作为萧彻手下,最受重用和信任的幕僚,苏唐当然明白谢时蕴的价值。
不顾身上的伤,苏唐转身就发出信号,召集他安插的人手去找谢时蕴。
可还是晚了一步,谢时蕴已在崔家探子的安排下,出了大营。
且他带人追过来时,正好碰到叛军小兵反应过来,迅速封死了所有出入口,不许任何人进出。
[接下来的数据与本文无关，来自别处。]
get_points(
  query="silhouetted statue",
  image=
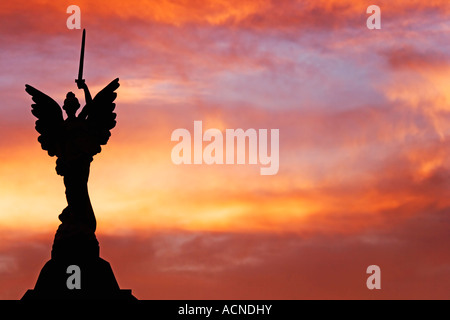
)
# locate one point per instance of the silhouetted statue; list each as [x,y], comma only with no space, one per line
[74,141]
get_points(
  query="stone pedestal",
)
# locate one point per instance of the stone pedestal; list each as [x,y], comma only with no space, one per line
[74,246]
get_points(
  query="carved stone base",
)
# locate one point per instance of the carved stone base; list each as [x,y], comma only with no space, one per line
[97,281]
[74,246]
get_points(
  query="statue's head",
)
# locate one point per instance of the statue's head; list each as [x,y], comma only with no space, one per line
[71,104]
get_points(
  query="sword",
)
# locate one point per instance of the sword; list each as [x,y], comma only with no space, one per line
[80,79]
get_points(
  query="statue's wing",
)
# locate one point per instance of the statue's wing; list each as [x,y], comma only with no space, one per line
[50,121]
[101,118]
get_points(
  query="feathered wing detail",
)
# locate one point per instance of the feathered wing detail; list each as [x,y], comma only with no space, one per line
[50,121]
[101,118]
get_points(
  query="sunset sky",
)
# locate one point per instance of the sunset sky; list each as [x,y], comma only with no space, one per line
[364,122]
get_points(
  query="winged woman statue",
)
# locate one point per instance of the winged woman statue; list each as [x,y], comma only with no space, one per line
[74,141]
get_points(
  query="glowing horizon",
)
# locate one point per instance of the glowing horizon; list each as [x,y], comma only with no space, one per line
[363,117]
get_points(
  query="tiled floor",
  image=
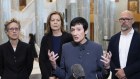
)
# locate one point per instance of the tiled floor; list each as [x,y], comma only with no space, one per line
[36,74]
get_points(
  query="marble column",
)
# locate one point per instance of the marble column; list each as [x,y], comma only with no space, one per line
[72,12]
[5,14]
[103,21]
[84,11]
[15,5]
[61,7]
[39,7]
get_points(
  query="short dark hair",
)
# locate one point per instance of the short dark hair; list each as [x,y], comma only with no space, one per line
[79,20]
[11,21]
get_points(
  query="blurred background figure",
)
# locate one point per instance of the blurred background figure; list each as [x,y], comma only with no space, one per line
[32,42]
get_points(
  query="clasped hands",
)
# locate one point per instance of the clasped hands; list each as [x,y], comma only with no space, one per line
[106,58]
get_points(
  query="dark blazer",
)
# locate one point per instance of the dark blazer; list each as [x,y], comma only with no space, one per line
[18,64]
[88,55]
[132,69]
[46,43]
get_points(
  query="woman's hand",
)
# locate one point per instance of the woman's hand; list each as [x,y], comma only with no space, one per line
[53,57]
[106,58]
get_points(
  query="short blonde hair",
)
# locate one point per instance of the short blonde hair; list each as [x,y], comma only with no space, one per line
[48,27]
[11,21]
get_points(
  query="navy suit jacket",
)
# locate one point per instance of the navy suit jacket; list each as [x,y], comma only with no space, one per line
[132,69]
[18,64]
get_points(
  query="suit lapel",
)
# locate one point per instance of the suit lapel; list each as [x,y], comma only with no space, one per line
[10,48]
[117,49]
[132,46]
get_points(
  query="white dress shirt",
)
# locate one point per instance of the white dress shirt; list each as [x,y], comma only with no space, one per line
[124,45]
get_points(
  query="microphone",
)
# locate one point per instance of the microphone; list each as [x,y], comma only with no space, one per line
[78,71]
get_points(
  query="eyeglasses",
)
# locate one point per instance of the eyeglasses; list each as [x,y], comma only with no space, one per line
[125,19]
[12,29]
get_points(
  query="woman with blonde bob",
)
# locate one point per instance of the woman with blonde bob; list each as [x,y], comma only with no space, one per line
[54,38]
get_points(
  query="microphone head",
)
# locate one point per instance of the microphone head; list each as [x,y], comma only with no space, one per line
[78,71]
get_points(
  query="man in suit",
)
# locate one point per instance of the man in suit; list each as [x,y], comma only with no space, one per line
[16,59]
[80,51]
[125,49]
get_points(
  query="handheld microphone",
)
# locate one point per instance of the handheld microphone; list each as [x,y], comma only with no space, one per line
[78,71]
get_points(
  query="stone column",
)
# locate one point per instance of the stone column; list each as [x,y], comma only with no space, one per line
[39,7]
[84,11]
[103,21]
[5,9]
[15,4]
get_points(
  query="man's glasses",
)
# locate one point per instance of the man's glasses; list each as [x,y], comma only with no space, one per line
[12,29]
[125,19]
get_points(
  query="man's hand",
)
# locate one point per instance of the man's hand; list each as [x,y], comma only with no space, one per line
[120,74]
[106,58]
[53,57]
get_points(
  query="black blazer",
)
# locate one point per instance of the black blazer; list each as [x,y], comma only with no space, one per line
[46,43]
[18,64]
[132,69]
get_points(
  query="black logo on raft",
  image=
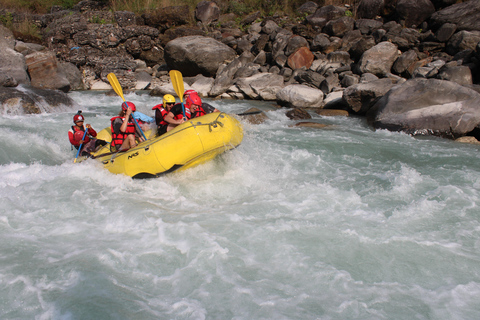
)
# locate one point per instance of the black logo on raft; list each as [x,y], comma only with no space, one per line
[132,155]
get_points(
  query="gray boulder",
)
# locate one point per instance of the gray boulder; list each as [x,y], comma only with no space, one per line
[414,12]
[44,71]
[262,86]
[361,97]
[194,55]
[464,15]
[300,96]
[428,107]
[12,63]
[379,59]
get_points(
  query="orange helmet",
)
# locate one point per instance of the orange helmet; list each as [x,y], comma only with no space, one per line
[127,104]
[193,98]
[78,117]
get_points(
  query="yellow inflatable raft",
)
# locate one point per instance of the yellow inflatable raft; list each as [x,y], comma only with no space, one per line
[189,144]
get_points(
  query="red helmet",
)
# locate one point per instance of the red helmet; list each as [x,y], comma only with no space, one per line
[130,104]
[189,92]
[193,98]
[78,117]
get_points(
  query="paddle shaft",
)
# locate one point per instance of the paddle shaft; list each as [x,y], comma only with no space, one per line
[112,78]
[177,82]
[81,144]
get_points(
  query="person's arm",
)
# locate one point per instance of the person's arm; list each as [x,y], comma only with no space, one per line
[91,131]
[72,139]
[170,119]
[143,117]
[124,126]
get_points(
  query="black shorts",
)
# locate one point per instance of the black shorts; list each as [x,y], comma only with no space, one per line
[162,129]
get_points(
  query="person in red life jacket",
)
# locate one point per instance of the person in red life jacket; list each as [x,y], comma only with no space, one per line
[76,133]
[203,108]
[161,111]
[124,130]
[178,114]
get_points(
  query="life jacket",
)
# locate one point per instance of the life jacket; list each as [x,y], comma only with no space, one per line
[179,116]
[78,135]
[199,112]
[118,138]
[160,114]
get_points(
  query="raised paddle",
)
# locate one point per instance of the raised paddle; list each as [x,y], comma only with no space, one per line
[112,78]
[80,147]
[177,82]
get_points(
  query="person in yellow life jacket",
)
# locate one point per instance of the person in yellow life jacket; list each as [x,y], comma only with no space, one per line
[161,111]
[203,108]
[77,132]
[124,131]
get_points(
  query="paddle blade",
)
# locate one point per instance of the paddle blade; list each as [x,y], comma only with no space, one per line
[177,81]
[112,78]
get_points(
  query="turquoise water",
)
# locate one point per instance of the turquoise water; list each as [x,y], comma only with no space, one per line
[296,223]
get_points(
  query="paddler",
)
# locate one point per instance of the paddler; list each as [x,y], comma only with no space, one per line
[76,136]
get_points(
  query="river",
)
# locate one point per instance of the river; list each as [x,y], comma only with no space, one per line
[296,223]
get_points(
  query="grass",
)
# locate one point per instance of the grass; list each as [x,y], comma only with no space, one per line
[238,7]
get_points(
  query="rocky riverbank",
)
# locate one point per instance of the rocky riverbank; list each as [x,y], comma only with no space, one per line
[407,65]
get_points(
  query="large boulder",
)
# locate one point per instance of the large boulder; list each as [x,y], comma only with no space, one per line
[464,15]
[362,96]
[12,63]
[300,96]
[428,107]
[414,12]
[45,72]
[369,9]
[194,55]
[207,12]
[262,86]
[379,59]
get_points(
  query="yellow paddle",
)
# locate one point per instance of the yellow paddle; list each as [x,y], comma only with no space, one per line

苏唐带的人不够多,根本没法与叛军硬碰硬,最后只能看着谢时蕴一行人越走越远。
“可恶!”苏唐气得大骂,可到底还是没有叫破谢时蕴的身份。
谢时蕴跑了,他们还有机会找到她,可要是落到叛军手里,谢时蕴就真的死定了。
谢时蕴这样的人,死了未免太可惜了。
苏唐无功而返,带着人向萧彻汇报。
萧彻不甚在意的摆摆手,“无妨。”还会再见的。
谢时蕴逃不出他的手掌心。
他萧彻想要的人,就一定能得到。
――
在谢时蕴逃出叛军大营的那一刻,司马启带着人赶到了太庙。
五叔爷在太庙内,为新帝祈福。
说是祈福,其实是软禁。
太庙外全是宿卫军,里三层、外三层,不许人进,也不许人出。
司马启带兵过来,就被为首的宿卫军挡住了,“谢老太爷为新帝祈福,任何人不得进入太庙。”
“本世子奉陛下之命,来见五叔爷,尔等敢拦?”司马启拔刀,指向阻挡他的宿卫军,“让开!”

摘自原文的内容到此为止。